The Treasury issued new rules that made it harder for companies to remain competitive by merging with foreign companies to escape crippling U.S. corporate tax rate. Allergan shares (held by many American funds and individuals) plummeted on the announcement of the new rules, even though Pfizer will have to fork over a $150 million break-up fee to Allergan. It looks like a lose-lose for everybody.  

So a Wall Street Journal editorial that takes note of the "candid reaction" of Pfizer CEO Ian Read to the administration's actions is especially interesting:

Pfizer CEO Ian Read defends the company’s planned merger in an op-ed nearby, and his larger point about capricious political power helps explain the economic malaise of the last seven years. “If the rules can be changed arbitrarily and applied retroactively, how can any U.S. company engage in the long-term investment planning necessary to compete,” Mr. Read writes. “The new ‘rules’ show that there are no set rules. Political dogma is the only rule.”

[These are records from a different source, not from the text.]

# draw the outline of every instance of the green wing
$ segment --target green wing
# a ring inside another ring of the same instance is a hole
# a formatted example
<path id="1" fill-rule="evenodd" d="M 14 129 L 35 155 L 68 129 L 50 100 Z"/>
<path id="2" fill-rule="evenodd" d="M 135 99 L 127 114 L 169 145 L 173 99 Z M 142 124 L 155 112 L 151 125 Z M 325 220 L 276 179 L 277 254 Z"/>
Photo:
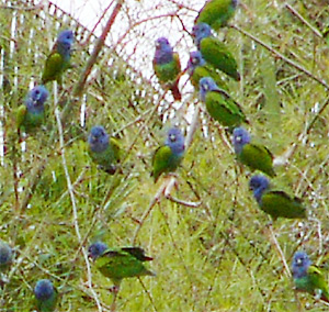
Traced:
<path id="1" fill-rule="evenodd" d="M 120 161 L 121 145 L 117 140 L 110 137 L 110 144 L 103 152 L 95 153 L 88 146 L 88 153 L 92 160 L 100 165 L 101 169 L 110 175 L 114 175 L 116 170 L 115 163 Z"/>
<path id="2" fill-rule="evenodd" d="M 53 296 L 47 300 L 37 300 L 36 299 L 36 310 L 38 312 L 53 312 L 56 309 L 58 300 L 58 292 L 57 289 L 54 288 Z"/>
<path id="3" fill-rule="evenodd" d="M 121 149 L 122 149 L 121 144 L 114 137 L 110 137 L 110 144 L 112 145 L 113 148 L 114 158 L 116 161 L 118 161 L 121 158 Z"/>
<path id="4" fill-rule="evenodd" d="M 305 219 L 306 209 L 299 198 L 292 198 L 283 191 L 268 191 L 262 196 L 260 208 L 274 220 L 279 216 L 287 219 Z"/>
<path id="5" fill-rule="evenodd" d="M 155 177 L 155 182 L 157 182 L 158 178 L 163 172 L 170 171 L 170 157 L 172 156 L 171 148 L 167 145 L 160 146 L 154 157 L 152 157 L 152 174 L 151 176 Z"/>
<path id="6" fill-rule="evenodd" d="M 240 105 L 224 90 L 208 91 L 205 104 L 211 116 L 224 126 L 235 127 L 246 122 L 246 115 Z"/>
<path id="7" fill-rule="evenodd" d="M 59 80 L 58 83 L 61 82 L 61 73 L 64 70 L 64 59 L 61 55 L 57 52 L 50 53 L 50 55 L 46 59 L 42 81 L 43 83 L 47 83 L 48 81 Z"/>
<path id="8" fill-rule="evenodd" d="M 207 1 L 195 19 L 195 24 L 206 23 L 217 31 L 225 26 L 235 13 L 232 0 Z"/>
<path id="9" fill-rule="evenodd" d="M 201 41 L 200 51 L 203 58 L 236 80 L 240 80 L 238 65 L 226 45 L 214 36 Z"/>
<path id="10" fill-rule="evenodd" d="M 203 77 L 212 77 L 214 79 L 214 81 L 216 82 L 216 85 L 220 88 L 220 89 L 225 89 L 227 90 L 228 87 L 226 85 L 226 82 L 224 81 L 224 79 L 220 77 L 219 73 L 209 64 L 206 64 L 204 66 L 197 66 L 194 70 L 192 76 L 190 77 L 191 79 L 191 83 L 193 85 L 193 87 L 198 90 L 198 81 L 201 78 Z"/>
<path id="11" fill-rule="evenodd" d="M 309 266 L 308 278 L 313 286 L 314 294 L 319 296 L 325 301 L 329 301 L 329 288 L 324 274 L 316 266 Z"/>
<path id="12" fill-rule="evenodd" d="M 175 82 L 181 71 L 179 55 L 174 53 L 172 62 L 168 64 L 158 65 L 154 62 L 154 69 L 161 83 Z"/>
<path id="13" fill-rule="evenodd" d="M 33 129 L 39 126 L 45 121 L 45 113 L 31 113 L 26 105 L 20 105 L 16 111 L 16 126 L 24 127 L 24 131 L 31 132 Z"/>
<path id="14" fill-rule="evenodd" d="M 150 261 L 154 258 L 145 256 L 145 250 L 140 247 L 123 247 L 121 248 L 123 252 L 129 253 L 136 259 L 140 261 Z"/>
<path id="15" fill-rule="evenodd" d="M 114 280 L 154 274 L 143 263 L 123 249 L 109 249 L 97 258 L 95 266 L 102 275 Z"/>
<path id="16" fill-rule="evenodd" d="M 263 171 L 270 177 L 275 176 L 273 169 L 273 155 L 263 145 L 252 143 L 246 144 L 241 154 L 238 155 L 238 159 L 253 170 Z"/>
<path id="17" fill-rule="evenodd" d="M 26 105 L 20 105 L 16 110 L 16 126 L 20 129 L 23 125 L 27 108 Z"/>

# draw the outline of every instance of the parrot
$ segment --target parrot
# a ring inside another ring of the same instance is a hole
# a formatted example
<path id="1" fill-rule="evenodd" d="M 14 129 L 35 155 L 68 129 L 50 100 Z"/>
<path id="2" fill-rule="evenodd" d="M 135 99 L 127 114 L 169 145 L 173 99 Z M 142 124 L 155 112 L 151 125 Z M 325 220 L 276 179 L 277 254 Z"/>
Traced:
<path id="1" fill-rule="evenodd" d="M 171 172 L 180 165 L 185 151 L 184 136 L 180 129 L 171 127 L 164 145 L 158 147 L 152 157 L 152 172 L 155 182 L 158 181 L 161 174 Z"/>
<path id="2" fill-rule="evenodd" d="M 12 261 L 11 247 L 7 243 L 0 241 L 0 271 L 3 271 L 7 268 L 9 268 L 11 261 Z"/>
<path id="3" fill-rule="evenodd" d="M 122 279 L 139 276 L 156 276 L 143 263 L 152 260 L 140 247 L 109 248 L 103 242 L 95 242 L 88 248 L 89 256 L 98 270 L 114 283 L 118 291 Z"/>
<path id="4" fill-rule="evenodd" d="M 232 18 L 238 2 L 238 0 L 208 0 L 198 12 L 194 23 L 207 23 L 213 30 L 218 31 Z"/>
<path id="5" fill-rule="evenodd" d="M 292 270 L 296 290 L 309 292 L 329 302 L 329 287 L 325 276 L 319 268 L 311 265 L 305 252 L 294 254 Z"/>
<path id="6" fill-rule="evenodd" d="M 299 198 L 292 198 L 284 191 L 270 189 L 270 181 L 265 176 L 256 175 L 249 181 L 260 209 L 270 214 L 275 221 L 277 218 L 306 219 L 306 209 Z"/>
<path id="7" fill-rule="evenodd" d="M 88 136 L 89 155 L 100 168 L 110 175 L 114 175 L 120 160 L 120 144 L 114 137 L 109 138 L 107 133 L 101 125 L 91 129 Z"/>
<path id="8" fill-rule="evenodd" d="M 48 279 L 39 279 L 34 287 L 36 310 L 38 312 L 55 311 L 58 292 Z"/>
<path id="9" fill-rule="evenodd" d="M 25 132 L 39 126 L 45 120 L 44 103 L 49 93 L 47 89 L 39 85 L 34 87 L 26 97 L 25 103 L 16 110 L 16 126 L 18 130 L 24 129 Z"/>
<path id="10" fill-rule="evenodd" d="M 235 80 L 240 80 L 238 65 L 226 45 L 212 35 L 212 29 L 206 23 L 193 26 L 192 35 L 194 43 L 201 52 L 203 58 L 215 68 L 225 73 Z"/>
<path id="11" fill-rule="evenodd" d="M 200 99 L 205 103 L 209 115 L 229 129 L 248 122 L 240 105 L 219 89 L 211 77 L 200 79 Z"/>
<path id="12" fill-rule="evenodd" d="M 191 83 L 197 91 L 198 81 L 203 77 L 212 77 L 217 86 L 220 86 L 222 89 L 227 90 L 227 85 L 220 77 L 219 73 L 215 69 L 215 67 L 204 60 L 200 51 L 193 51 L 190 53 L 186 70 L 190 75 Z"/>
<path id="13" fill-rule="evenodd" d="M 178 53 L 173 53 L 166 37 L 159 37 L 156 41 L 156 53 L 152 65 L 160 83 L 168 85 L 173 99 L 180 101 L 182 96 L 178 83 L 181 73 L 181 63 Z"/>
<path id="14" fill-rule="evenodd" d="M 232 135 L 232 144 L 240 163 L 252 170 L 260 170 L 270 177 L 275 176 L 273 155 L 265 146 L 250 143 L 250 135 L 243 127 L 236 127 Z"/>
<path id="15" fill-rule="evenodd" d="M 57 41 L 45 63 L 42 76 L 43 85 L 53 80 L 57 80 L 58 85 L 61 85 L 63 73 L 71 67 L 70 58 L 73 41 L 73 32 L 70 30 L 65 30 L 58 34 Z"/>

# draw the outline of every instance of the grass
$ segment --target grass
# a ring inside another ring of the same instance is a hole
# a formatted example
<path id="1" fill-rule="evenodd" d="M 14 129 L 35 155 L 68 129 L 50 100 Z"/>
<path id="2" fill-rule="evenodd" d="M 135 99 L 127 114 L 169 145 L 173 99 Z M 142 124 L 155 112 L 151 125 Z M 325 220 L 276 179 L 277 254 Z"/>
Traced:
<path id="1" fill-rule="evenodd" d="M 295 145 L 291 157 L 275 168 L 277 177 L 273 183 L 303 196 L 308 220 L 279 220 L 274 232 L 288 265 L 295 250 L 306 249 L 328 276 L 329 116 L 328 110 L 320 108 L 328 101 L 329 49 L 326 40 L 305 23 L 308 21 L 322 31 L 328 23 L 328 5 L 320 0 L 287 1 L 302 14 L 300 20 L 284 3 L 276 2 L 243 1 L 231 21 L 235 27 L 220 33 L 236 55 L 243 77 L 239 83 L 228 83 L 230 94 L 251 121 L 248 129 L 257 140 L 277 157 L 285 156 Z M 178 19 L 164 16 L 136 24 L 152 14 L 174 12 L 190 30 L 195 16 L 191 8 L 201 8 L 202 1 L 189 3 L 189 8 L 174 3 L 162 1 L 161 12 L 155 11 L 156 3 L 125 3 L 120 16 L 127 26 L 121 30 L 116 21 L 113 27 L 118 35 L 109 38 L 116 52 L 102 49 L 93 67 L 92 82 L 79 99 L 71 97 L 71 90 L 89 58 L 88 47 L 94 44 L 94 37 L 91 36 L 89 45 L 82 45 L 88 31 L 59 13 L 52 16 L 46 9 L 0 9 L 0 21 L 7 25 L 0 36 L 4 64 L 0 73 L 10 82 L 10 89 L 0 93 L 0 121 L 8 148 L 0 159 L 0 238 L 15 250 L 11 268 L 0 275 L 0 311 L 32 311 L 33 288 L 42 278 L 50 279 L 57 287 L 58 311 L 110 310 L 112 283 L 86 261 L 82 250 L 86 253 L 97 239 L 113 247 L 132 244 L 138 221 L 163 182 L 160 179 L 155 185 L 149 176 L 152 152 L 163 141 L 172 120 L 189 131 L 191 115 L 185 118 L 185 113 L 193 113 L 196 102 L 189 83 L 182 87 L 183 105 L 172 104 L 170 94 L 158 102 L 163 91 L 151 76 L 158 26 L 167 25 L 163 35 L 168 33 L 169 37 L 174 29 L 180 29 L 180 35 L 170 41 L 177 43 L 183 60 L 193 48 Z M 16 5 L 24 8 L 19 1 Z M 145 15 L 135 14 L 133 8 L 141 12 L 144 5 Z M 15 23 L 14 32 L 11 23 Z M 77 34 L 72 57 L 76 67 L 65 74 L 58 104 L 61 108 L 70 101 L 73 109 L 59 135 L 49 85 L 46 131 L 29 136 L 23 149 L 14 132 L 14 110 L 31 82 L 38 81 L 52 46 L 48 43 L 53 43 L 57 29 L 68 26 Z M 111 42 L 116 37 L 121 38 L 117 45 Z M 134 48 L 135 54 L 129 53 Z M 134 68 L 129 67 L 133 64 Z M 184 76 L 182 86 L 185 80 Z M 157 103 L 159 108 L 155 109 Z M 86 105 L 82 127 L 81 105 Z M 86 135 L 95 124 L 103 124 L 121 141 L 126 153 L 123 175 L 109 176 L 91 163 Z M 172 196 L 188 202 L 201 201 L 201 205 L 185 207 L 160 197 L 136 237 L 136 244 L 155 258 L 150 268 L 157 277 L 141 278 L 143 283 L 138 279 L 124 280 L 116 311 L 328 309 L 309 294 L 295 297 L 292 280 L 270 239 L 269 218 L 248 190 L 250 172 L 237 166 L 232 149 L 223 137 L 223 130 L 202 107 L 192 144 L 178 170 L 179 187 L 172 190 Z M 98 308 L 97 301 L 102 308 Z"/>

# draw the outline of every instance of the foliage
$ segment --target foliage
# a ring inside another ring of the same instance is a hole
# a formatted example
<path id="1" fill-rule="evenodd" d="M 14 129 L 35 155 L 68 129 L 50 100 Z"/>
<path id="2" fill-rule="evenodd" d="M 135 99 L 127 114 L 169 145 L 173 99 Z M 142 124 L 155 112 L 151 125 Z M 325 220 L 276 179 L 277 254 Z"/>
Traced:
<path id="1" fill-rule="evenodd" d="M 303 248 L 317 265 L 326 268 L 328 259 L 329 112 L 321 108 L 328 103 L 329 48 L 319 35 L 329 22 L 327 1 L 246 0 L 232 26 L 218 35 L 242 77 L 240 82 L 227 80 L 229 93 L 251 122 L 249 132 L 276 156 L 272 182 L 303 197 L 308 211 L 307 221 L 273 224 L 284 258 L 269 234 L 269 218 L 248 190 L 248 168 L 238 166 L 226 132 L 203 105 L 178 169 L 179 187 L 172 190 L 175 198 L 201 205 L 160 196 L 140 224 L 163 182 L 160 178 L 155 185 L 150 178 L 154 151 L 172 122 L 190 133 L 197 111 L 197 96 L 184 83 L 188 75 L 181 78 L 180 105 L 169 93 L 161 99 L 163 91 L 151 74 L 159 27 L 167 25 L 161 33 L 167 37 L 179 29 L 170 42 L 182 55 L 182 65 L 195 49 L 186 31 L 204 1 L 179 2 L 126 1 L 113 24 L 118 31 L 111 33 L 82 97 L 75 97 L 73 88 L 95 36 L 52 4 L 1 2 L 0 125 L 5 155 L 0 153 L 0 239 L 13 247 L 14 256 L 0 274 L 0 311 L 32 311 L 33 288 L 45 278 L 58 290 L 58 311 L 100 311 L 97 299 L 109 311 L 112 283 L 83 255 L 98 239 L 111 247 L 133 245 L 140 225 L 136 245 L 155 258 L 149 267 L 157 277 L 124 280 L 117 311 L 328 309 L 309 294 L 296 298 L 282 263 L 291 264 L 295 250 Z M 63 89 L 49 83 L 46 127 L 20 143 L 14 111 L 41 80 L 46 56 L 64 29 L 76 34 L 75 67 L 64 74 Z M 61 133 L 56 112 L 68 103 Z M 88 156 L 86 138 L 95 124 L 121 142 L 123 174 L 109 176 Z"/>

He’s right, as every CEO we know will admit privately. This politicization has spread across most of the economy during the Obama years, as regulators rewrite longstanding interpretations of longstanding laws in order to achieve the policy goals they can’t or won’t negotiate with Congress. Telecoms, consumer finance, for-profit education, carbon energy, auto lending, auto-fuel economy, truck emissions, home mortgages, health care and so much more.

Capital investment in this recovery has been disappointingly low, and one major reason is political intrusion into every corner of business decision-making. To adapt Mr. Read, the only rule is that the rules are whatever the Obama Administration wants them to be. The results have been slow growth, small wage gains, and a growing sense that there is no legal restraint on the political class.

The Journal observed that many CEOs remain mum about government policies in the Age of Obama, remembering  that J.P. Morgan faced punishment after Morgan's Jamie Dimond spoke out against some parts of Dodd-Frank. Glad Mr. Read is speaking up.

Americans need to know that slow growth and small wage gains are the price we pay for the Obama administration's capricious pursuit of its political ends through regulation.